Here we are, the final week of August, what we in the U.P. think of as the end of summer. And what’s the one lasting memory people might take away from the summer of ‘23? Well, I’m thinking it might be the amount of Canadian fire haze that’s graced our skies.
While it has provided us with some stunning backdrops for pictures, for the most part the haze has just been…there– blocking the sun and giving us a small taste of what the final remaining dinosaurs must have seen 65 million years ago.
I kept track, and counted at least 22 days since June 1st with some haze. And that’s not even considering the cloudy days where you couldn’t tell if there was any. Most of those 22 days you could smell it; on a lucky few, you could even taste it.
I’m not ragging on Canada. I have nothing against Canada. My great-grandfather was born in Canada as his family made their way from Ireland to the UP, so, technically, I’m one eighth Canadian myself.
Plus, Canada gave us hockey, which means that most of the U.P. will love it forever.
But the fire haze? Eh…not so much.
You do have to feel sorry for Canada, though. 38 million acres have burned there this year. 38 million. For comparison’s sake, the size of the entire U.P. is 10.5 million acres. That means Canada has lost the equivalent of almost four U.P.s-worth of land to the fires.

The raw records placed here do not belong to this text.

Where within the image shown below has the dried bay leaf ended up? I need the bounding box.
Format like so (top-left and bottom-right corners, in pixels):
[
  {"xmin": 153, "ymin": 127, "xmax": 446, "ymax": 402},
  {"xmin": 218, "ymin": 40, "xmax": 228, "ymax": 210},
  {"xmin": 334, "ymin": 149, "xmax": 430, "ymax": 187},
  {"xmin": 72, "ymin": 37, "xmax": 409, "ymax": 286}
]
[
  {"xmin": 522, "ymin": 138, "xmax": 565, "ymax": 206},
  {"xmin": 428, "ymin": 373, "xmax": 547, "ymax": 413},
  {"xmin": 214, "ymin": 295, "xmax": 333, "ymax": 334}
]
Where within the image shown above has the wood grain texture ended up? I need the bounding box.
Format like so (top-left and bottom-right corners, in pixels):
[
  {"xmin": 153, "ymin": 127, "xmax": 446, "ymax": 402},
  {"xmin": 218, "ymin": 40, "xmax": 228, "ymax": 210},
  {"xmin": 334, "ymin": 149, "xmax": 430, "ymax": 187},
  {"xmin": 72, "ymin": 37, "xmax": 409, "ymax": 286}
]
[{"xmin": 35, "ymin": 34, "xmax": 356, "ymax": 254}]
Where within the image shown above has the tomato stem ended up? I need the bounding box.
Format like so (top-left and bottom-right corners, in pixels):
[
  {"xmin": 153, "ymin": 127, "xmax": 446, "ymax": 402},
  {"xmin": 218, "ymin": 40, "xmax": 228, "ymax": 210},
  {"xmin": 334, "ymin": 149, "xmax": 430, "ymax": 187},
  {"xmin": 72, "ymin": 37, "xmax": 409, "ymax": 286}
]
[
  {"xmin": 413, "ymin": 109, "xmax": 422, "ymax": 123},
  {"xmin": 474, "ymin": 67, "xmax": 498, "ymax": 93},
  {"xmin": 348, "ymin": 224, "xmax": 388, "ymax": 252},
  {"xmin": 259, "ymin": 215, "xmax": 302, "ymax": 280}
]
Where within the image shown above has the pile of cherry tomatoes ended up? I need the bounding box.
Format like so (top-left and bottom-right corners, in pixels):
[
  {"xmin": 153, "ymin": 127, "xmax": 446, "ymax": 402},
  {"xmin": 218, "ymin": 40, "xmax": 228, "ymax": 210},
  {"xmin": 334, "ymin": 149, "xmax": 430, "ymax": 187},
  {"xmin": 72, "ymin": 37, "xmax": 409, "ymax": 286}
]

So, really, we have nothing to complain about.
Hopefully, this will not become an annual event. Hopefully, it will be one of those once in a century tragedies, and not one of those once in a century tragedies that happens every four or five years.
But if our skies become hazy again next summer and we start to moan, maybe, just maybe, we should realize that our friends across Lake Superior have it a whole lot worse than we do– because think of what their lasting memory of this summer will be.
I’m Jim Koski, and that’s another slice of “Life in the 906.”